Here's how I did it.

Today you are going to learn {AGAIN} to Make Your Own... Baker's Twine... Take 2!
All you need is two or more colors of embroidery floss and some masking tape.  Sooooo easy!  I used three Christmas colors because I have Christmas projects on the brain today.

I'm going to give you the play by play first, then everything will be packaged up in a nice little tutorial for you to download.  I'm just so excited about this!  Maybe you will be, too!

Oh, and please excuse the messy work table.  Creativity happens here, people!  It's going to get messy!

1. Cut equal lengths of embroidery floss and secure the ends together.  Tape them to your table.

 2. Twist each individual strand until is twists back on itself.  Secure each strand to the table while you work on the next.  I honestly think I could have gotten away with less twisting.  Would have made the twisting together go a little more smoothly.  Will have to work on it more.
 3.  Once all your strands are twisted, gather the ends together and gently pull them out straight, allowing them to twist together.  Don't pull to hard or you'll end up pulling it out from the tape on the table.  That's very annoying when that happens.  Even if it does, it should still work out okay.  Just pull from both ends.

 4.  Run your fingers up and down the twisted strands to even out the twist.  You may have to pull on one color individuall to get it to all even out.  Sometimes the ends aren't as pretty as the middle,  just clip off the part you don't like.
 5.  Secure the ends.  I tied mine with knots.

That's it!  It worked like a charm and actually looks like the real thing.  If you want it to be a little skinnier like real Baker's Twine, just divide the embroidery floss down to less strands.  That's the beauty of using embroidery floss for this. You can make it as thick as you want!

Here is an compact and easily downloadable version of this tutorial.  Just click on the image to open it larger to read and/or save it.

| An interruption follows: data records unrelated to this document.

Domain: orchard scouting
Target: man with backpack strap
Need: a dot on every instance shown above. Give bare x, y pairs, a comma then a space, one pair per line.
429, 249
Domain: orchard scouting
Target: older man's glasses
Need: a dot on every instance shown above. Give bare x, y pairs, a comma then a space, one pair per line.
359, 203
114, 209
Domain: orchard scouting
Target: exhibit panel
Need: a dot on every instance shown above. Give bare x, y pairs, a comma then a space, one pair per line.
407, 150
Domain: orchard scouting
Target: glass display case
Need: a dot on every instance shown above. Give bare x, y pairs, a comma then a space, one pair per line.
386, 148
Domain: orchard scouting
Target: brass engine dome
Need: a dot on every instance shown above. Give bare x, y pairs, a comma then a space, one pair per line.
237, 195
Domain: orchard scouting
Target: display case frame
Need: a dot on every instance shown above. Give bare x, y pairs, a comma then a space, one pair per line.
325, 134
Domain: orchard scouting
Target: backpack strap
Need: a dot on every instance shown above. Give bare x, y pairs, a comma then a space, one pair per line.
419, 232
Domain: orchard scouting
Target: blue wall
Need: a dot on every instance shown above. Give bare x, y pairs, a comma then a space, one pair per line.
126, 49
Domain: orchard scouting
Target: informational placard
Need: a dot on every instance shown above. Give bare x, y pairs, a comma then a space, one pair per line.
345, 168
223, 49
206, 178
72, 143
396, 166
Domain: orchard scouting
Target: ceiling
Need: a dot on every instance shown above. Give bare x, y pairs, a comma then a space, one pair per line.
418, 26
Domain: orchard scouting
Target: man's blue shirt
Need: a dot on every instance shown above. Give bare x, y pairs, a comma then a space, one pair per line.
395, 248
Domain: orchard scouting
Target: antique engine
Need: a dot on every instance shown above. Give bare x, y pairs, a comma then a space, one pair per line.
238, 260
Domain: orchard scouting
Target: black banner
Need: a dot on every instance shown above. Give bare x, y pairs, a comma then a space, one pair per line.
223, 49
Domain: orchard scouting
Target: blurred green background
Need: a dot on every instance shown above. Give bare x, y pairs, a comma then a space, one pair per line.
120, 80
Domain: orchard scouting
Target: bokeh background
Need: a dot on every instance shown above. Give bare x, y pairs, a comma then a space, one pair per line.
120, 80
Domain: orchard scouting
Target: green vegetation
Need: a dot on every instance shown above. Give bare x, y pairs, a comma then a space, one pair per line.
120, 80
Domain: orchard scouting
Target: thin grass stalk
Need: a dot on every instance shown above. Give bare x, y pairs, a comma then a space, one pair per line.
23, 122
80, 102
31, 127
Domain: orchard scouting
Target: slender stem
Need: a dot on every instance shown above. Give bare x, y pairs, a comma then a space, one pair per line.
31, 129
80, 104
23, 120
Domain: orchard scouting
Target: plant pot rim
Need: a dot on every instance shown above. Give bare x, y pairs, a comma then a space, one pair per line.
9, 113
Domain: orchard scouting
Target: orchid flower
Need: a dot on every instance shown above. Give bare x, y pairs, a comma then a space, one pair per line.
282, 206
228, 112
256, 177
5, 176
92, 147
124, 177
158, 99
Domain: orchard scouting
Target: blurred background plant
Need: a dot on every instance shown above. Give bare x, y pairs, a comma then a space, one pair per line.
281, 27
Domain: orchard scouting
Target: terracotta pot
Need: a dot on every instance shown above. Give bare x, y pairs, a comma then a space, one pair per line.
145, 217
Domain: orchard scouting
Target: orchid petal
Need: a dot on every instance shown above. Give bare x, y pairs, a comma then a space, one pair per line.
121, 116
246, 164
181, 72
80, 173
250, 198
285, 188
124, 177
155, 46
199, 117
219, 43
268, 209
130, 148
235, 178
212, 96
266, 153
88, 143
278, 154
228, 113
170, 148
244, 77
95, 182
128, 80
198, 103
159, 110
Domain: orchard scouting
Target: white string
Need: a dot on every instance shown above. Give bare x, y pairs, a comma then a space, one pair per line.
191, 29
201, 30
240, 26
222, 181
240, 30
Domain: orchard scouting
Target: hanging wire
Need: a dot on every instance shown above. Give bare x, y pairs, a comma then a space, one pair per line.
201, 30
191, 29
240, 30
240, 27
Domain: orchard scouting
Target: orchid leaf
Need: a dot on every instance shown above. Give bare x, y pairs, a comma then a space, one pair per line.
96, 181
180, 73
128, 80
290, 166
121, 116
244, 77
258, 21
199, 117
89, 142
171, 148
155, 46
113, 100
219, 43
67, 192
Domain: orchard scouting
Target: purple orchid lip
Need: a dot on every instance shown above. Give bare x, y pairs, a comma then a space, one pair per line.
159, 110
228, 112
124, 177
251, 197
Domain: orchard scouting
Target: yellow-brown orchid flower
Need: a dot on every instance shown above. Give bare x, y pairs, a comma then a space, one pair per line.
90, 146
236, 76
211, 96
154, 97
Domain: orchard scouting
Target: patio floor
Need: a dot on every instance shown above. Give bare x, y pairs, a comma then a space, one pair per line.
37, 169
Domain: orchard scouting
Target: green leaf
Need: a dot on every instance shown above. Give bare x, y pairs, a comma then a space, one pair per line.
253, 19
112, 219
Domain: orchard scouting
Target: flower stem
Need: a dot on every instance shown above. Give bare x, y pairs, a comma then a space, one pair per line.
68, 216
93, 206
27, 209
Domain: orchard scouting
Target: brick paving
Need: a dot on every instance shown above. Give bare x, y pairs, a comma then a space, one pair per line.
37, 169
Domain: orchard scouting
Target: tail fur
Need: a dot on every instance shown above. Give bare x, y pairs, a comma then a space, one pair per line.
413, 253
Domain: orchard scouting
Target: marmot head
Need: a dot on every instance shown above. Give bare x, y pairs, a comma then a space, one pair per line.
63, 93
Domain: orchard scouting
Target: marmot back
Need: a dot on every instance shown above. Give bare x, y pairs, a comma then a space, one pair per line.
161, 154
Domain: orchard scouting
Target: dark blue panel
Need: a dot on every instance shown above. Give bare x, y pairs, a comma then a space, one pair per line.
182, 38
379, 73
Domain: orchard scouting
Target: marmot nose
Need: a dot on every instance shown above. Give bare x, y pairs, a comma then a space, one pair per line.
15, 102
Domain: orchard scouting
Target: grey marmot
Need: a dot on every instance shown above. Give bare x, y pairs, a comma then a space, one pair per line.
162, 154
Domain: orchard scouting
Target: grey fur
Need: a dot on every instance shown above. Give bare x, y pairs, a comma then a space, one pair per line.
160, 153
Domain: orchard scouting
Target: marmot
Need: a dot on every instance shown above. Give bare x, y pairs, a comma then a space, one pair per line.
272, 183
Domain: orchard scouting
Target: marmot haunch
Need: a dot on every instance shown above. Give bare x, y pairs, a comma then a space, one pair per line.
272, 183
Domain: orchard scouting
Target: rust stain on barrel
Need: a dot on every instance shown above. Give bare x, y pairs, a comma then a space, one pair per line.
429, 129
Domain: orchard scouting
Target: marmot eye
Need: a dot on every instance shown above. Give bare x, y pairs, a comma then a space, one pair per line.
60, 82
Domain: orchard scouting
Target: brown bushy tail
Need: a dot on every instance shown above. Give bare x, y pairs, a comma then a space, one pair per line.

Time to get crafty, people!

Linked at:

get your craft on button

The Shabby Nest
Tip Junkie handmade projects


Barbara said...

I've been dyeing white crochet cotton with my fabric paints thinned in a lot of water and twisting them into cords this way. I love doing it! We did this all the time with floss or any of the other needlepoint yarns for our hand-stitched pendants in my needlework guilds. Try some of the lovely metallics and silk fibers available from a good needlework shop.

Grandma Bonnie said...

Great tutorial. I can't wait to try this. Stopping by from Get Your Craft on Tuesday. I hope you stop by for a visit.

Cherbear said...

I love this! Thank you for sharing your tutorial.

Trisha said...

I've been thinking about doing the same thing! Thanks for the tutorial for it!